Ichiro Suzuki hit a two-run homer and Carlos Guillen drove in three runs.
BALTIMORE (AP) -- The Seattle Mariners knew they needed to win to keep pace in the playoff race.
So, even if it meant playing five hours with a depleted bullpen, they were going to do everything possible to beat the Baltimore Orioles.
Kerry Ligtenberg hit Bret Boone with a pitch in the 13th inning, forcing in the tiebreaking run Friday night in the Mariners' 6-4 victory.
Ichiro Suzuki hit a two-run homer and Carlos Guillen drove in three runs for the Mariners, who remained two games behind first-place Oakland in the AL West and a half-game behind Boston in the wild-card race.
"We say we don't like to scoreboard watch, but we're into the midnight hour," Seattle manager Bob Melvin said. "Everybody else looked like they were winning up there, so we had to win that game."
Overcomes blown lead
Seattle, coming off consecutive shutout losses at Tampa Bay, blew a three-run lead before pulling out a victory.
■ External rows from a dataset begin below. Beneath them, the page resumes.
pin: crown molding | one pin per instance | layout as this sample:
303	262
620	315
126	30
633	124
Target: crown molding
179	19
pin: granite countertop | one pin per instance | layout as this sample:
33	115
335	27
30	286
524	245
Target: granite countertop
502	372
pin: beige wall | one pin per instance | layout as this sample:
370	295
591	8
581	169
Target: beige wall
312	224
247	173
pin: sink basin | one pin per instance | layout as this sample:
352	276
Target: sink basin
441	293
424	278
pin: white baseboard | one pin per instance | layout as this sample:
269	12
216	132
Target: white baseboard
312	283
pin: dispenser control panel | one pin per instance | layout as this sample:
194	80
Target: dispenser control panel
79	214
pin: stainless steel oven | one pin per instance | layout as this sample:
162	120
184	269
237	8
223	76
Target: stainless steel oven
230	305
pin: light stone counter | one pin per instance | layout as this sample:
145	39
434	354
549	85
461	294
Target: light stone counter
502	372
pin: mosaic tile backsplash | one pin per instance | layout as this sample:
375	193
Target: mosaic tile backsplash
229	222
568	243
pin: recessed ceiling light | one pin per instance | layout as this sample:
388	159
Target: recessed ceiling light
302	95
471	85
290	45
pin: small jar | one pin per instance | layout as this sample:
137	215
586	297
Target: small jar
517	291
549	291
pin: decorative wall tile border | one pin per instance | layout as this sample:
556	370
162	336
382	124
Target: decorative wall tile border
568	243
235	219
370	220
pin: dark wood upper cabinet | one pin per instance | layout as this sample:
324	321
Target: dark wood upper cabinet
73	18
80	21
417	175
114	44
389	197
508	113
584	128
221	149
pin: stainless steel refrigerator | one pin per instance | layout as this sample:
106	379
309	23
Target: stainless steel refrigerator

"Right now they're all big, because we haven't been playing well," Boone said.
With one out in the 13th, Suzuki singled and took third on a double by Randy Winn. After Edgar Martinez was walked intentionally to load the bases, Ligtenberg (1-2) struck Boone in the arm with a pitch.
"I wasn't expecting that pitch. Something away or maybe an offspeed pitch," Boone said. "That was the last pitch I was thinking he was going to throw. It got away from him."
It was only the second time in his 312-game career that Ligtenberg hit a batter with a pitch.
"The whole idea was to get a ground ball out of Boone," Orioles manager Mike Hargrove said. "He was trying to throw a sinker and it got away from him."
Guillen followed with a sacrifice fly.
Rhodes wins
Arthur Rhodes (3-3) retired Brook Fordyce in the bottom of the 13th with runners on second and third.
"We hung in there. We never gave up on this game," Rhodes said.
The Mariners were without Armando Benitez, who has a bad back, so Melvin counted heavily on Rhodes to get the job done.
"Arthur is our guy out there," he said. "In that situation you have to go with your veteran guy."
B.J. Surhoff homered, and Brian Roberts, Luis Matos and Larry Bigbie had four hits apiece for the Orioles, who have lost 10 of 12. Baltimore had a season-high 21 hits and stranded 20 runners.
"We swung the bats well," Hargrove said. "We only got four runs out of it, but it was probably one of the better games we have played all year."
Nineteen of the 21 hits were singles, the most singles by an Orioles team since Baltimore had 19 singles against Oakland in May 1974.
The Orioles tied it with two outs in the ninth against Shigetoshi Hasegawa, who blew his first save opportunity in 15 tries this season.
After Bigbie led off the ninth with a single and took second on a walk, Tony Batista grounded into a double play. But Surhoff grounded an RBI single to right, only the seventh time in 56 appearances this season that Hasegawa yielded a run.